# Newborn kid with breathing problem! Ideas?



## redmuttranch (Dec 28, 2012)

My goat kidded four kids today. the first two came breech and the last two presented normal. I'm concerned about the first baby. She is very floppy and listless. She is breathing with her mouth open and toungue out. Almost like she is panting rapidly. And with each breath I hear a clicking sound. Could this be amniotic fluid in her lungs? Is she going to live? I've tried swinging her to get any fluid to come out but have got nothing. I've been rubbing her to stimulate her but I don't want to wear her out completely. She refuses to nurse because she doesn't have the strength so I syringe fed her to see if getting some of her moms colostrum in her would give her a little strength. It's almost as if she has no suckle reflex. She was born roughly 3 hours ago. It's 10:20 pm right now. Any suggestions would be appreciated.  she is a beautiful little tricolored paint nigerian dwarf. Momma goat is very concerned and is doing her best as well.

Redmuttranch.weebly.com


----------



## ThreeHavens (Oct 20, 2011)

Feel the inside of her mouth. If it is cold you need to get her warm before you feed her. Take her temp.

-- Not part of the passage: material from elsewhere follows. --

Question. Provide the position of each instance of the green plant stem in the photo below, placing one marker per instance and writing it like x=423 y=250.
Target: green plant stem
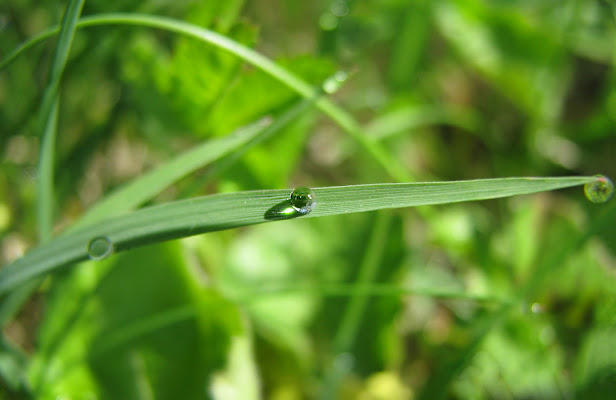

The only advice I have is a weak kid mixture someone else on here posted: "Coffee, Whiskey, and Karo Syrup. I mix 2cc of each in a cup and give them about 1/2cc. It will give them a little pep and I will say it has saved many babies." ~ Lori of Sweet Goats.

I hope she pulls through for you! :hug: There may be something just not quite right inside. Hope someone more experienced on here can help you.


----------



## freedomstarfarm (Mar 25, 2011)

Take her temp. If it is under 101 dont feed her yet. Get the temp up. You can take her inside and put her in a plastic bag, submerge that in warm/hot water keeping her head out. That will warm her back up. Once her temp is 101 then feed her more colostrum and try butting her back with mom. If she is too weak to stand or suckle keep her in a warm feeding every few hours. 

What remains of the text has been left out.